1. No one shows up for anything anymore.
2. No one tells me anything anymore.
2a. No one has fights anymore.
3. No one invites me to anything anymore.
4. They have created a new world order.
5. Did I mention that blogs are ruining my life?

Read the whole thing. It reminds me a bit of how my mother used to complain -- twenty years before email became popular -- that because of cheap phone calls, no one wrote letters anymore. Though my mother never ended her complaints in such a dramatic way:

Listen. My name is Whitney Pastorek, and I do not have a blog. I am not on Friendster, I do not live in Williamsburg, and I do not think Death Cab for Cutie is a particularly great band.

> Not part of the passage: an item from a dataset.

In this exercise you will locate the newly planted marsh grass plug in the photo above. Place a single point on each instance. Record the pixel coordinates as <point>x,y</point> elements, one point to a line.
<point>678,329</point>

But I exist. I am a good person, a good friend, and my thoughts and opinions have weight and merit. The bloggers do not control me -- they only control each other and massive amounts of bandwidth, which isn't even a real thing, just something made up by web-hosting companies to charge more! People! If you find yourself on the lower levels of the B.C.S., join with me in saying NO! NO to letting them diminish our self-worth! NO to letting them drag us out to flash mobs! Turn your faces to the sun! Stand and fight!

My mother, while complaining about the Demise of the Letter, nevertheless participated in the new long-distance telephone culture of the 1960's. She was reluctant at first -- through the 1950s, not only were long-distance calls prohibitively expensive, but we also had a party line, so that tying up the phone even for local calls was avoided as anti-social. But before long she was the center of an active network of telephone-mediated communication. Likewise, I'm inclined to feel that Ms. Pastorek, who seems overly sensitive to status indicators, should Get Over It and start to participate in the culture that she feels excluded from. There are no barriers, last I looked -- anybody can go to typepad or wherever and start a blog, if they want to.

But the fact that I feel obscurely bad about not having noticed Pastorek's article for a full six weeks is troubling, I'll admit, even though I've long since made my peace with the fact that the world is full of loops that I'm out of.